Well, we older folks have all been there at some time. The true answer is, it really depends on what you are trying to do or measure regarding that lens. If you intend to make a quick and dirty measurement of the focal length of the lens and you are going to use a wooden desk ruler and a 3″ x 5″ index card to see the “image” etc., well then that clamp they gave you, which might be designed to hold an Erlenmeyer flask in the chemistry lab, could be good enough. You might have a budget of zero. We would understand.
But, if you are trying to do a sophisticated test or measurement, you will benefit from having a more sophisticated holder. There are so many what-ifs to answer.
Do you need to hold a bare glass lens or a lens in a barrel or housing? Do you need to tilt it around some axes in order to align its optical axis with something?
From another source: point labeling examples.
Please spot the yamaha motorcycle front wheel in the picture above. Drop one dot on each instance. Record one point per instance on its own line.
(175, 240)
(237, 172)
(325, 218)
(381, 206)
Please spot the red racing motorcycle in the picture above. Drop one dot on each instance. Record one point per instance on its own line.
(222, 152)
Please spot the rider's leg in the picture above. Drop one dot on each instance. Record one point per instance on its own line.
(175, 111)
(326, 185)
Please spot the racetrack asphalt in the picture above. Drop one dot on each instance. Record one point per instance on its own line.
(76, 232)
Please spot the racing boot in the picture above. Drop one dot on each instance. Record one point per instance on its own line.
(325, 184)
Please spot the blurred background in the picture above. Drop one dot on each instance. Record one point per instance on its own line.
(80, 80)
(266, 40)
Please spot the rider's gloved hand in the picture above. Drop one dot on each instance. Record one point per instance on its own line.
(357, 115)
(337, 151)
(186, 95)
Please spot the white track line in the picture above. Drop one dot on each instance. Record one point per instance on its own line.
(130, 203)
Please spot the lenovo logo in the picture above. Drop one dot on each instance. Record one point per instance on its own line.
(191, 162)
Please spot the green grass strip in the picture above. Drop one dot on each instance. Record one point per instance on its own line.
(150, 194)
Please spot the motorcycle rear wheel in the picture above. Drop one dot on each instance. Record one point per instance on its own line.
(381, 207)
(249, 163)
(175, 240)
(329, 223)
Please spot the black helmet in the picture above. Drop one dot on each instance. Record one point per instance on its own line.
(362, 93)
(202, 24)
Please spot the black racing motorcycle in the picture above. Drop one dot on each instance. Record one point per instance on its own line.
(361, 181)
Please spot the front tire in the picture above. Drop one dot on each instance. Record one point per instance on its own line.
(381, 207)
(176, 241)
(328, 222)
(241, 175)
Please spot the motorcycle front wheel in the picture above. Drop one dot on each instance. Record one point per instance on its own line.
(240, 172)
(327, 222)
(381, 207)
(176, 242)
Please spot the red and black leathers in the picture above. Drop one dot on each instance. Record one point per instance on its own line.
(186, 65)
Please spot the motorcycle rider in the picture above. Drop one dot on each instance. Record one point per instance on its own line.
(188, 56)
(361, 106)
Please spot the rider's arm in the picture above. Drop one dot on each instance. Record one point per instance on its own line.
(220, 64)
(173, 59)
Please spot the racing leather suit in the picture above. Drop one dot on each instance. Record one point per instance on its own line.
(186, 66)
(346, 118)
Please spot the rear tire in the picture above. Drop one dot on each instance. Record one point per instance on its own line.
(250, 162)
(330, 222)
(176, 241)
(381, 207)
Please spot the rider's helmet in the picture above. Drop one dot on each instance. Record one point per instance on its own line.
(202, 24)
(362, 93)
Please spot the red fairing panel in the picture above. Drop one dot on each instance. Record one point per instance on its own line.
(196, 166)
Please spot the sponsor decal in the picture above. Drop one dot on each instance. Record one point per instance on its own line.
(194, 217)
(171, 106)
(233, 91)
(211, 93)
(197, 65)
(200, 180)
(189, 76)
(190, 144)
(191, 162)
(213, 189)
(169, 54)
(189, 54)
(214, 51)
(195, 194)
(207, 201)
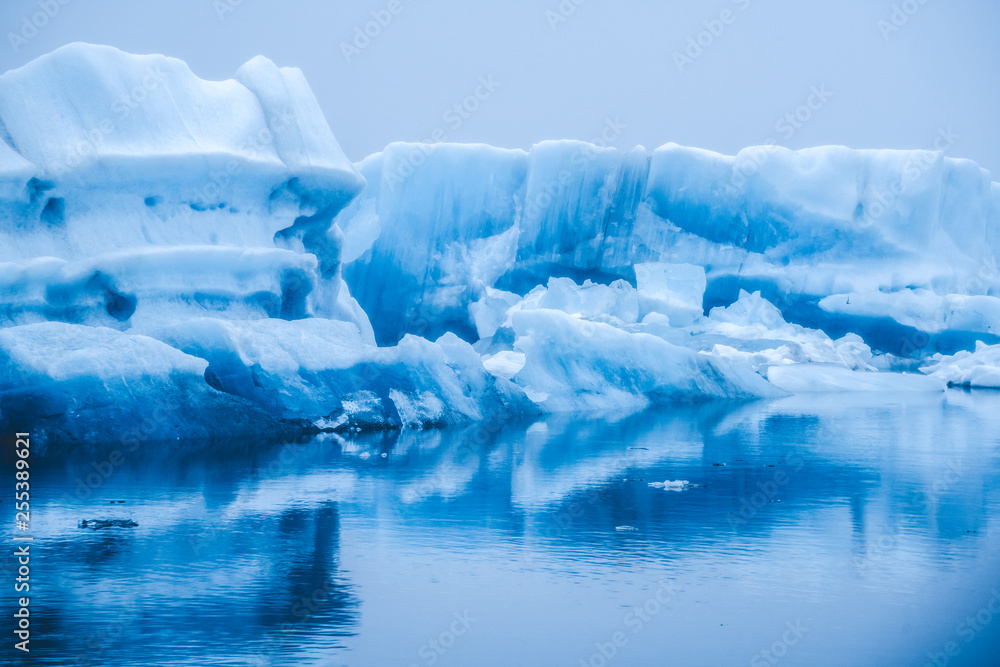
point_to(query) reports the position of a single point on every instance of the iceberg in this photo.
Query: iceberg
(207, 246)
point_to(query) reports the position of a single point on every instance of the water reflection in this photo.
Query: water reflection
(871, 520)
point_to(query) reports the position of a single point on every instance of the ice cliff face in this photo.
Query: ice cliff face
(900, 246)
(201, 258)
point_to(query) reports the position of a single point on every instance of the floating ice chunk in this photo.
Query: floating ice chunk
(76, 383)
(810, 378)
(976, 369)
(504, 364)
(676, 485)
(572, 364)
(320, 370)
(615, 304)
(675, 290)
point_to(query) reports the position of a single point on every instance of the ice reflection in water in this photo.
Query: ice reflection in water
(830, 529)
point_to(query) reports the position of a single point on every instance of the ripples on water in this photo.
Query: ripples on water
(827, 530)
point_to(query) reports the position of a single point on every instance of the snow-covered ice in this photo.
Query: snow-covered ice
(171, 240)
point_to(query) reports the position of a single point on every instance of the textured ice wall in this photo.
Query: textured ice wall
(819, 231)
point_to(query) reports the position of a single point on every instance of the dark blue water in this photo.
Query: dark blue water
(831, 530)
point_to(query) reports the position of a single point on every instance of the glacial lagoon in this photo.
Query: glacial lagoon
(837, 529)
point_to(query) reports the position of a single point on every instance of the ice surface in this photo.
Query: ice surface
(808, 229)
(809, 378)
(980, 368)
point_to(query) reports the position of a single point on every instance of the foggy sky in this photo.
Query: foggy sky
(894, 84)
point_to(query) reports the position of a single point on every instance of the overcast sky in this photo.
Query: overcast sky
(930, 66)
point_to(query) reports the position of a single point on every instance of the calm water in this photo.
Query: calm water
(467, 548)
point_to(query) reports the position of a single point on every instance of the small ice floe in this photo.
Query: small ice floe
(676, 485)
(97, 524)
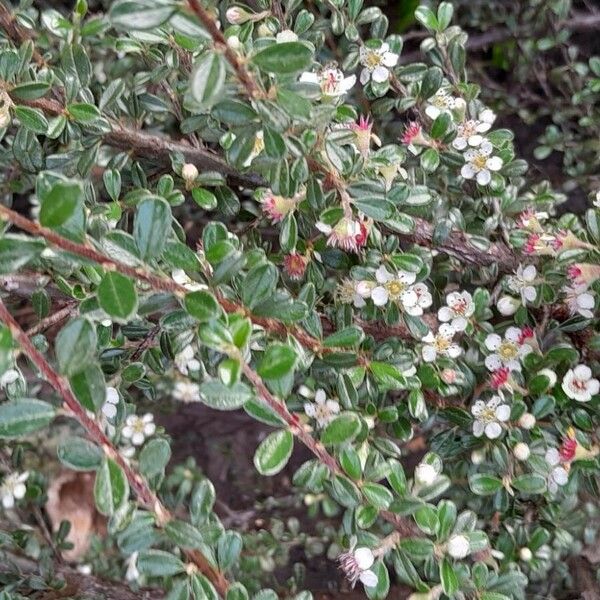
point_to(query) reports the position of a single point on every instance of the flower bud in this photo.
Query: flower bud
(425, 474)
(525, 554)
(527, 421)
(507, 305)
(458, 546)
(189, 172)
(521, 451)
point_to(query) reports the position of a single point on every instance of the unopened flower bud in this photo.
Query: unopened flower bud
(521, 451)
(507, 305)
(458, 546)
(525, 554)
(527, 421)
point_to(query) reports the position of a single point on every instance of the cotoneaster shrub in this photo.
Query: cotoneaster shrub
(371, 265)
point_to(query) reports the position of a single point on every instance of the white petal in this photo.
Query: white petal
(379, 296)
(493, 430)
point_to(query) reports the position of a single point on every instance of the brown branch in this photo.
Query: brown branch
(146, 497)
(403, 526)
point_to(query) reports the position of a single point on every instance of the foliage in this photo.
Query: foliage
(359, 282)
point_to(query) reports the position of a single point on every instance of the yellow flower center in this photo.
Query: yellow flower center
(508, 351)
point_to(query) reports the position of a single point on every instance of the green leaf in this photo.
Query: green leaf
(343, 428)
(152, 226)
(219, 396)
(83, 112)
(259, 284)
(289, 57)
(79, 454)
(117, 296)
(277, 361)
(59, 203)
(448, 577)
(484, 485)
(202, 305)
(75, 346)
(111, 488)
(24, 416)
(158, 563)
(32, 119)
(154, 457)
(207, 79)
(274, 452)
(89, 387)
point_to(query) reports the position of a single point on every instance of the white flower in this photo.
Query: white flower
(439, 103)
(458, 546)
(180, 277)
(489, 416)
(13, 488)
(480, 163)
(527, 421)
(396, 287)
(356, 565)
(507, 305)
(578, 384)
(287, 35)
(111, 401)
(460, 307)
(507, 352)
(579, 300)
(377, 63)
(137, 429)
(469, 134)
(558, 476)
(521, 451)
(9, 376)
(322, 409)
(331, 80)
(425, 474)
(185, 360)
(440, 344)
(186, 391)
(522, 283)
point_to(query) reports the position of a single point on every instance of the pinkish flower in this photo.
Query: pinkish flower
(295, 265)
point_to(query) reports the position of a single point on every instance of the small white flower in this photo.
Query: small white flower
(527, 421)
(111, 401)
(578, 384)
(489, 416)
(522, 283)
(469, 133)
(458, 546)
(425, 474)
(521, 451)
(460, 307)
(9, 376)
(507, 352)
(440, 344)
(396, 287)
(480, 163)
(287, 35)
(580, 300)
(558, 475)
(356, 565)
(137, 429)
(507, 305)
(441, 102)
(13, 488)
(180, 277)
(322, 409)
(376, 63)
(186, 391)
(331, 80)
(185, 360)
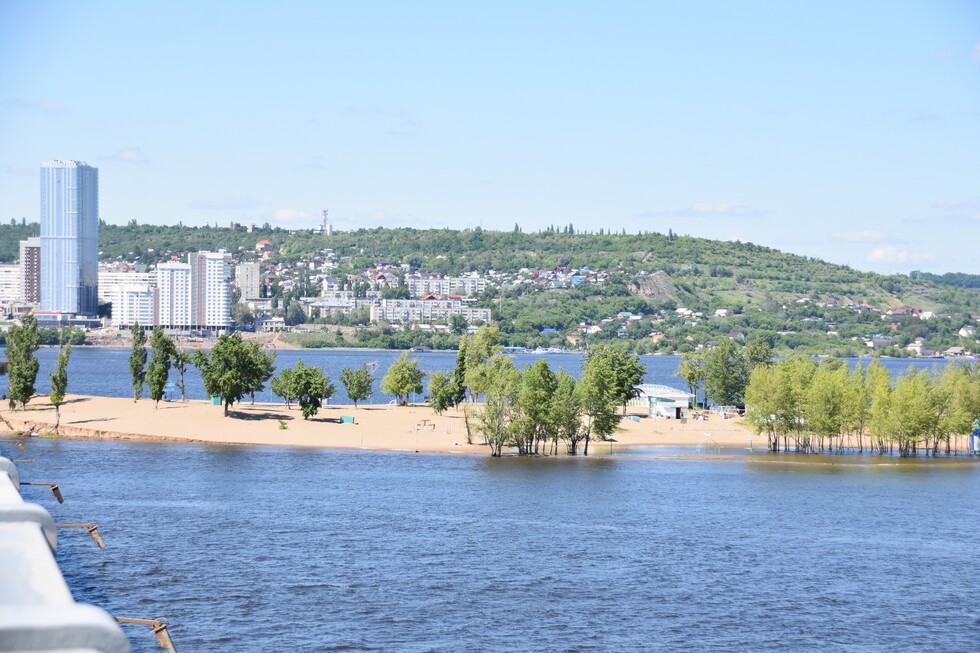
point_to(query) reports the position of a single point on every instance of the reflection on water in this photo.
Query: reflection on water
(309, 550)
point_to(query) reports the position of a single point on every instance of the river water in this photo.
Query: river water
(277, 549)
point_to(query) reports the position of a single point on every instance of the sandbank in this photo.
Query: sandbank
(376, 427)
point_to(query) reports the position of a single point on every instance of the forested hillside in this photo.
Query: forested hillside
(796, 301)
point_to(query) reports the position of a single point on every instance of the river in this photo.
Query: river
(276, 549)
(105, 372)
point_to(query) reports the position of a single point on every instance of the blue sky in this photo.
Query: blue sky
(840, 130)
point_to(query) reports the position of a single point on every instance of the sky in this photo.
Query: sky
(846, 131)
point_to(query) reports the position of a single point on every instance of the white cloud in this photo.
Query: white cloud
(128, 155)
(865, 236)
(956, 205)
(706, 209)
(226, 203)
(43, 105)
(892, 254)
(291, 216)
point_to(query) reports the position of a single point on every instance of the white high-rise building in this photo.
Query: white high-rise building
(30, 270)
(69, 237)
(210, 289)
(131, 304)
(173, 295)
(196, 294)
(111, 280)
(10, 284)
(248, 280)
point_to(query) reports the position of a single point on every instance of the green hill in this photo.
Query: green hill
(794, 301)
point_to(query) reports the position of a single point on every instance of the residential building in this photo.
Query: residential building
(248, 280)
(211, 289)
(111, 280)
(136, 303)
(69, 238)
(10, 283)
(30, 270)
(173, 305)
(425, 283)
(426, 310)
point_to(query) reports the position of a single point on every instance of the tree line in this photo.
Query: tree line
(826, 406)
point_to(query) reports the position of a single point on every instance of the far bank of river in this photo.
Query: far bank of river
(105, 371)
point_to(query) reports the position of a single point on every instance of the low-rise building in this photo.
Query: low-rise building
(426, 310)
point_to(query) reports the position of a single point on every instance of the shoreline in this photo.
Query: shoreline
(375, 427)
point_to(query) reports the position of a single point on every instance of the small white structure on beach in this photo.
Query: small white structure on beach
(663, 400)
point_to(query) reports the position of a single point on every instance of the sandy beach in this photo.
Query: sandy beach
(377, 427)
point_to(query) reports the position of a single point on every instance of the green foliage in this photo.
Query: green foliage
(826, 403)
(309, 386)
(441, 391)
(691, 370)
(137, 360)
(22, 344)
(59, 382)
(726, 373)
(234, 369)
(284, 385)
(162, 353)
(479, 350)
(295, 313)
(180, 362)
(403, 378)
(598, 396)
(500, 390)
(358, 383)
(534, 423)
(566, 412)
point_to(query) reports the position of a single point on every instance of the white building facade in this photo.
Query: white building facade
(248, 280)
(426, 311)
(69, 237)
(131, 304)
(173, 305)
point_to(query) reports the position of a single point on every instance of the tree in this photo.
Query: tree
(458, 324)
(403, 378)
(233, 369)
(295, 313)
(441, 391)
(137, 360)
(283, 386)
(162, 351)
(262, 367)
(500, 394)
(358, 383)
(598, 397)
(759, 352)
(691, 369)
(59, 383)
(22, 343)
(534, 423)
(459, 374)
(566, 412)
(180, 362)
(726, 373)
(310, 387)
(479, 349)
(629, 374)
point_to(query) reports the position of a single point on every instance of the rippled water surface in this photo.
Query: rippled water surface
(273, 549)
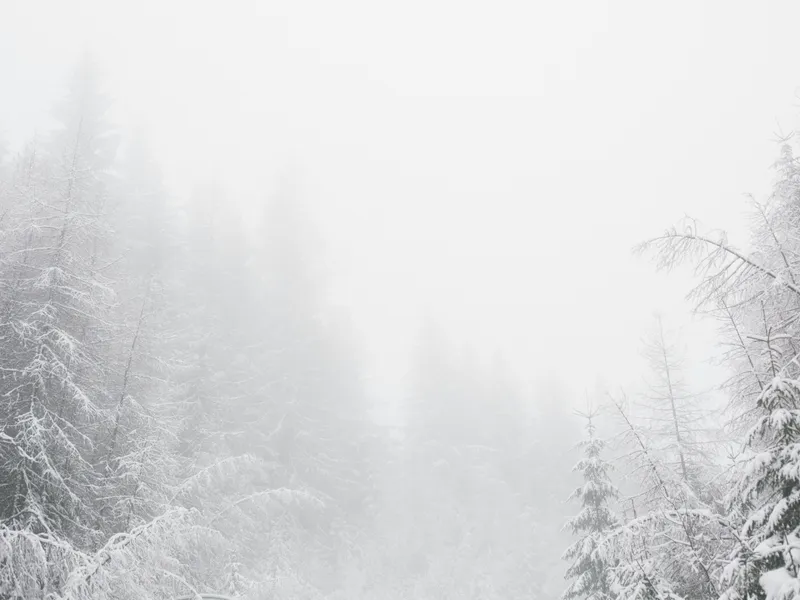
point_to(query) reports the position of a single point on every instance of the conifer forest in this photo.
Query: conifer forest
(457, 343)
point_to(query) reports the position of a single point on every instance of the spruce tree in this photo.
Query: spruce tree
(589, 569)
(767, 497)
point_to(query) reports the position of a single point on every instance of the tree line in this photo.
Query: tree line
(182, 410)
(711, 507)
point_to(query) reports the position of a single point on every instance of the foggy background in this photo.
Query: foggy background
(477, 172)
(489, 166)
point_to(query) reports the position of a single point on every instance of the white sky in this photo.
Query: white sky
(489, 163)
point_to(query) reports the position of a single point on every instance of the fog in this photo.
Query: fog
(316, 299)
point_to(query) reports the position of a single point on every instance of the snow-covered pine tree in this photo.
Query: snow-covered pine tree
(766, 497)
(674, 414)
(589, 568)
(56, 323)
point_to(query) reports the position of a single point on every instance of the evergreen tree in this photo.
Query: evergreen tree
(589, 568)
(767, 496)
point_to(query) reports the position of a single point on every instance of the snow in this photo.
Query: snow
(779, 584)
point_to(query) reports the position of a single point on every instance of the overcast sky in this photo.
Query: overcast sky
(488, 163)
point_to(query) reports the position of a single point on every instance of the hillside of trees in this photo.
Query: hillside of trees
(711, 507)
(183, 410)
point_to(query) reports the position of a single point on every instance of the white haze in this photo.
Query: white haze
(478, 174)
(488, 164)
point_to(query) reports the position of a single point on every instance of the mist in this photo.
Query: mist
(414, 300)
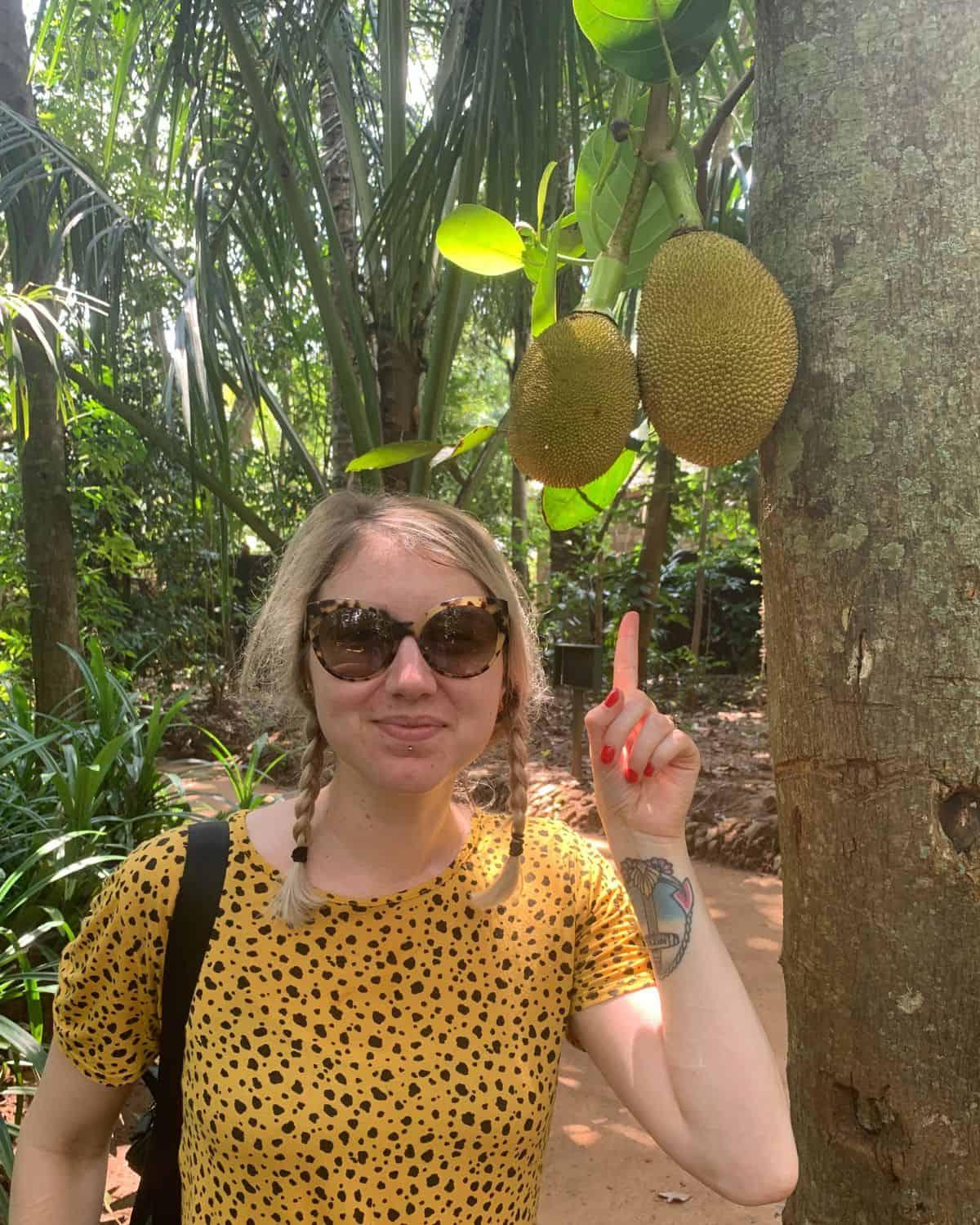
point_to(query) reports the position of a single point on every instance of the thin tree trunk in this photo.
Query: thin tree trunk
(47, 506)
(399, 372)
(519, 485)
(702, 548)
(864, 207)
(337, 174)
(653, 549)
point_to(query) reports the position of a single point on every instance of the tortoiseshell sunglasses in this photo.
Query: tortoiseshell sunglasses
(354, 642)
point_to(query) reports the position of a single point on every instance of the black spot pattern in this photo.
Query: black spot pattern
(394, 1060)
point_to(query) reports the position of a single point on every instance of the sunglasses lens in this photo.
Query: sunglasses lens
(460, 639)
(355, 644)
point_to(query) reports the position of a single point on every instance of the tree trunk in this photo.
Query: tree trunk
(864, 206)
(653, 549)
(47, 506)
(399, 372)
(337, 174)
(702, 549)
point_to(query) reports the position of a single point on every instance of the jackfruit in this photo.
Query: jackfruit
(717, 348)
(573, 401)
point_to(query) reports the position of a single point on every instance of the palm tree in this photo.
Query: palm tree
(870, 543)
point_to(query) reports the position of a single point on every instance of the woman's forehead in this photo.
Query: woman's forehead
(389, 573)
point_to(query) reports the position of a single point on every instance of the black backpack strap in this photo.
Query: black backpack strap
(196, 906)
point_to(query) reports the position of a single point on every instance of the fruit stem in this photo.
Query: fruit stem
(605, 284)
(671, 178)
(609, 271)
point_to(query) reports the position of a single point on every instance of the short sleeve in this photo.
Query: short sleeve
(107, 1007)
(610, 953)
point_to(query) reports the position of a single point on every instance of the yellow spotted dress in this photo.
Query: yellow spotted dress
(394, 1060)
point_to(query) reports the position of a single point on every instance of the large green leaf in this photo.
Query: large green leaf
(480, 240)
(474, 438)
(627, 37)
(391, 455)
(564, 509)
(599, 211)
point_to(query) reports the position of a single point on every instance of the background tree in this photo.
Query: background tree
(49, 551)
(864, 210)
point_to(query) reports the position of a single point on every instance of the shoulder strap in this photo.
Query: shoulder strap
(191, 925)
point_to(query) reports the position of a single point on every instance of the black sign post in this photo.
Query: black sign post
(580, 666)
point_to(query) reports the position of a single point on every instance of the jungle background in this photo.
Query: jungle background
(220, 282)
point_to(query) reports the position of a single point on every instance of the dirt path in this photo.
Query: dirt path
(599, 1161)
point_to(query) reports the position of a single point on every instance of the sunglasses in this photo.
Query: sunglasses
(354, 642)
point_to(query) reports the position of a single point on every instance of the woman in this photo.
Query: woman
(380, 1012)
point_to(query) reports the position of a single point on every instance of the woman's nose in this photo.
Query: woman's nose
(408, 671)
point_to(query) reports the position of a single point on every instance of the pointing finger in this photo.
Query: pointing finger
(625, 666)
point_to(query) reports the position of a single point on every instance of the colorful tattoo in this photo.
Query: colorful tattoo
(663, 906)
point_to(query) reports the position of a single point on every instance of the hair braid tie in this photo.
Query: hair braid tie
(510, 881)
(296, 901)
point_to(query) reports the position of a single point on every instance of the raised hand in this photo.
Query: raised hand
(644, 769)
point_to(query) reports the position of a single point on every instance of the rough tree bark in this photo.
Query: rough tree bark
(864, 206)
(519, 485)
(47, 507)
(654, 546)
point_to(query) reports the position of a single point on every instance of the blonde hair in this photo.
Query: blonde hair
(274, 663)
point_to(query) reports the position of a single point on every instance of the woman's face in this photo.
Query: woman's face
(409, 728)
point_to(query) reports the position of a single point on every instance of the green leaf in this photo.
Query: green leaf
(16, 1039)
(599, 211)
(627, 37)
(480, 240)
(543, 305)
(392, 453)
(543, 193)
(564, 509)
(470, 440)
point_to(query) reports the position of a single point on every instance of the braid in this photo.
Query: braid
(510, 881)
(296, 901)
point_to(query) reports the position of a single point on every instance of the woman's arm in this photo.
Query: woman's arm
(63, 1148)
(690, 1058)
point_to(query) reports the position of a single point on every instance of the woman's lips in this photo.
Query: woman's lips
(409, 734)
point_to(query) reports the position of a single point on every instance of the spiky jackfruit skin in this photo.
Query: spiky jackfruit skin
(717, 348)
(573, 401)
Are you going to measure its image in air with some kind of measuring microscope? Are you going to try to “focus” that lens’s image to a fixed focal plane in space or on a detector you have? Or, (good grief) are you going to have to do interferometry using that lens? The Erlenmeyer flask clamp may not work at all in these cases. This post will get horribly long if I try to consider all of these possibilities in detail. So, to keep this one short, let’s say:
There are many kinds of opto-mechanical lens holders available. If you expect to make very small angular adjustments or very small linear movements with that lens assembly in order to make really accurate (or repeatable) focusing, or (good grief) interferometric measurements, then you are going to need a good, sturdy, stable, adjustable, lens holder, which may cost much more than that lens you have to work with! Even when the boss tells you that your measurement budget is “zero,” the fact is that your time spent in the lab is costing way more than zero. Time wasted on making a “serious” measurement or a “go/no-go test” on a lens will be worse than wasted, if your results of the test are erroneous because they gave you a cheap clamp to use. Do good work!